Both Corey and Rao are known for their roles in the George Zimmerman murder case — Corey was the state prosecutor and Rao testified as an expert witness.

To fulfill the records request, Corey’s office is asking King to fork over $178,949.48 for the 3,765 man-hours it says will be needed to round up all of the documents, which include records from hundreds of cases and reports.

King says that she was “shocked” by the fee, which she sees as an attempt by Corey to prevent a deeper look into how she, Rao and the state attorney’s office handle cases. The grieving mother also called the quote “absolutely lacking in empathy or compassion.”

“Total disrespect, just as it has been since the loss of my daughter,” King told The Daily Caller.

As the state attorney handling last year’s Zimmerman murder trial, Corey’s prosecutorial practices drew a mountain of criticism. Some accused her of over-charging Zimmerman in the shooting death of Trayvon Martin. Others pointed to some of Corey’s other cases, including one in which she charged a 12 year-old with first-degree murder. The picture that emerged of Corey during the Zimmerman saga painted her as a thin-skinned and aggressive prosecutor who stopped at no expense to win.

To help get to the bottom of her daughter’s death, King has hired three private investigators and a forensics expert.

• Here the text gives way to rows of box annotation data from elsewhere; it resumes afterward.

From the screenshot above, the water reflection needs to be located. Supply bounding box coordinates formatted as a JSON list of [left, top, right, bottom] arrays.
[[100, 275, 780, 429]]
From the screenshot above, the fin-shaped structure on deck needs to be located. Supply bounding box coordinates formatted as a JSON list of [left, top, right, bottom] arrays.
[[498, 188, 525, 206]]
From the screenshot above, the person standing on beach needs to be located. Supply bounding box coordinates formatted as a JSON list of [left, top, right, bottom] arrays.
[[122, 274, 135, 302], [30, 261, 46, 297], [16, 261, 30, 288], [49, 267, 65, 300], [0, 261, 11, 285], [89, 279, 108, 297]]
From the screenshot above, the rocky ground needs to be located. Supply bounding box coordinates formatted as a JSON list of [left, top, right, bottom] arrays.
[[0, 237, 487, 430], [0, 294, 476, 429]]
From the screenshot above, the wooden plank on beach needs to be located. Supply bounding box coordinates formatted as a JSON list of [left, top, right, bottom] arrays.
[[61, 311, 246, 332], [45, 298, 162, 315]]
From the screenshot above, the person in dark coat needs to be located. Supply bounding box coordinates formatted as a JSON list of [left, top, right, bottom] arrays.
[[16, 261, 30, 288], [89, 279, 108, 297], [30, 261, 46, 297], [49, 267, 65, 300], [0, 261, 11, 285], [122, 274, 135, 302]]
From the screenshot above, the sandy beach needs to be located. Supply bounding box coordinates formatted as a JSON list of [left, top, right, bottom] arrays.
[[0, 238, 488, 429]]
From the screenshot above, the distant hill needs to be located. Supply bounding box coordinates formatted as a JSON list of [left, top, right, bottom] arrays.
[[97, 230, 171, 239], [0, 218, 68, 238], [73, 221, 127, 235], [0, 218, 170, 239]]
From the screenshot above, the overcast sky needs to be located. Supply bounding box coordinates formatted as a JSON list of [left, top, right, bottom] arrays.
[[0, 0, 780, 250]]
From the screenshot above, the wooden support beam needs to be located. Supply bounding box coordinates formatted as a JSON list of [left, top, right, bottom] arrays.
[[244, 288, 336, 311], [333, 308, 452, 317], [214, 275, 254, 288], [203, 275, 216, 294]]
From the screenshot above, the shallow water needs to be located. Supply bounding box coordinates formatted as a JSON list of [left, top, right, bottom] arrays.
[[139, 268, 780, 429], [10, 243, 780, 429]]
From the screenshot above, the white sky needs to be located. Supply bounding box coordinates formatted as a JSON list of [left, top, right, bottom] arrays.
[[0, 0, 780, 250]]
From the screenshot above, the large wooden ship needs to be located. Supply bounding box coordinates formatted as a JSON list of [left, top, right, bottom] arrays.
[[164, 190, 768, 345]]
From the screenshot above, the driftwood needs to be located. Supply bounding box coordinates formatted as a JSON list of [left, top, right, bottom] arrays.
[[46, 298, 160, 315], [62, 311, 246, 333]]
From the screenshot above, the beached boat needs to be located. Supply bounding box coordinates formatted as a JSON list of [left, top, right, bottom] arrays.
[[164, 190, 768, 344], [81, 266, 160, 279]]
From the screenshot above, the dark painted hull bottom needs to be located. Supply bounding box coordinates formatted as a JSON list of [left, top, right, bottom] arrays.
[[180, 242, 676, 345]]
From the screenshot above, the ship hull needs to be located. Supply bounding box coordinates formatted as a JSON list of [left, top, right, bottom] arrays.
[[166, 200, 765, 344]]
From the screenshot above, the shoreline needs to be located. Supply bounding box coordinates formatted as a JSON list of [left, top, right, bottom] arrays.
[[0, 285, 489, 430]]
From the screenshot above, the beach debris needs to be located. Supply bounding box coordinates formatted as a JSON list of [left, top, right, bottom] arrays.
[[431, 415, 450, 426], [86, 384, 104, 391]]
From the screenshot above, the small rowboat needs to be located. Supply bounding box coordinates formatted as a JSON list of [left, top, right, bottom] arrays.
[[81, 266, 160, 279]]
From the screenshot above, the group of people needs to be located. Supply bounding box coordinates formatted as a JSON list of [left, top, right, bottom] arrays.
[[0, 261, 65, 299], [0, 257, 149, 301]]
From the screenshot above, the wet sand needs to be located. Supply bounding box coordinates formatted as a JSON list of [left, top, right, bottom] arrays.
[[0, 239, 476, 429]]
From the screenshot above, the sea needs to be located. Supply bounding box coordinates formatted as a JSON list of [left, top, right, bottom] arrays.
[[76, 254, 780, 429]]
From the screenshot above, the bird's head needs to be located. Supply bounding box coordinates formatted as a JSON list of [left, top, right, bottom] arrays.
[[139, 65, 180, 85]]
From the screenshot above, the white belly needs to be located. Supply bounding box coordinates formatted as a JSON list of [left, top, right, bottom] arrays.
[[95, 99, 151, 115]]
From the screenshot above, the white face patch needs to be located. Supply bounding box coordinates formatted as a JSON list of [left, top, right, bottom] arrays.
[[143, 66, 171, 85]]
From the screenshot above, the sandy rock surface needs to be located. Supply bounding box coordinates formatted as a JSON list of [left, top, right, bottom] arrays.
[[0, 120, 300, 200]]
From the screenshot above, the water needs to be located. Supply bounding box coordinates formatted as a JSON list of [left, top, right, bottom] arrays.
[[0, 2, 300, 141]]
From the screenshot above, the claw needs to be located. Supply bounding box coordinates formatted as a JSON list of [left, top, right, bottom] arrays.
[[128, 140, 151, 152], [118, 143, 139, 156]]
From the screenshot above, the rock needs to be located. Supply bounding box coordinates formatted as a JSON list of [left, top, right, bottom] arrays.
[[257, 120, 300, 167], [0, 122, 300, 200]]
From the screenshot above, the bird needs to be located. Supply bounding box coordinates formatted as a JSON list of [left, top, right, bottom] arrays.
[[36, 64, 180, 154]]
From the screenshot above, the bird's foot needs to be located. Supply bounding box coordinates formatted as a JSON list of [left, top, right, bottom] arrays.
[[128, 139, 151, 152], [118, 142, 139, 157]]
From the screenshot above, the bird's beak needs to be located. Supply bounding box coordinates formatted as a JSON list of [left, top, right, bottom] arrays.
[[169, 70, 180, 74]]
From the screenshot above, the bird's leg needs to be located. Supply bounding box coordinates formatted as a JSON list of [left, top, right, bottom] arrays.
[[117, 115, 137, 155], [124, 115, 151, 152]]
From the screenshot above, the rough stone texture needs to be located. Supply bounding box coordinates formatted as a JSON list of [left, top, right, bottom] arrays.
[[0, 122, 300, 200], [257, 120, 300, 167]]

David Hodges, King’s lead private investigator, has compiled a list of 65 pieces of evidence which he says shows that Boykin did not shoot herself.

Gun powder residue was found on Boykin’s boyfriend’s arms while stippling was seen on his forehead in a police photograph. Boykin herself had no stippling or residue on her hands or arms, according to evidence compiled by King and her investigative team.

Boykin’s gunshot wound was not at point-blank range, as would be expected in a suicide. And there was evidence that her body had been moved after her death and that her clothes, including her underwear and her bra, had been manipulated.

But police rushed to judgement by ruling the death a suicide, King claims. They closed the case without conducting ballistics tests on the gun Boykin was found holding. They also did not test it for fingerprints, nor did police interview neighbors. The forensics expert King hired also concluded that Boykin’s death appeared to be a “staged homicide case.”

King and Hodges assert that this was done because Boykin’s boyfriend was friends with Jacksonville Beach police officers. The police department has denied the claim and has said that it conducted a thorough investigation.

Both King and Hodges told TheDC that Angela Corey said in a private conversation that if King took Boykin’s boyfriend to court for a civil wrongful death suit, he would be found guilty.

Hodges told TheDC that Corey also intimated that a criminal case was not pursued because Jacksonville Beach has so thoroughly botched the investigation that it would not hold up at trial.

The seasoned investigator said he has been met with skepticism by some who think he is making his claims because he is getting paid.

Not true, he says. He is working for King pro bono.

“We’ve got a murderer on the loose thinking he got away with it,” Hodges told TheDC.  “[Authorities] circled the wagons because they’re all culpably negligent.”

In an interview with TheDC, state attorney Richard Mantei, who was one of the attorneys that tried Zimmerman, denied any sort of cover-up and said that the hefty price tag for the records request was merely a function of the sheer amount of work it would take to compile all of the records.

“Nobody’s afraid to answer questions,” said Mantei. “Ms. King just doesn’t like the answers.”

Hodges told TheDC that King has hired an attorney who will be moving forward with a lawsuit.

“I loved my daughter with all my heart,” King told TheDC. “She was my world, my entire purpose.”

Correction: This article initially reported that private investigator David Hodges had compiled a list that included pieces of evidence that indicated, in part, that the boyfriend of Natasha Boykin shot and killed her. That was inaccurate. Instead, Hodges’ list provides pieces of evidence that he believes strongly suggests that Boykin did not commit suicide. The article has been changed to reflect this.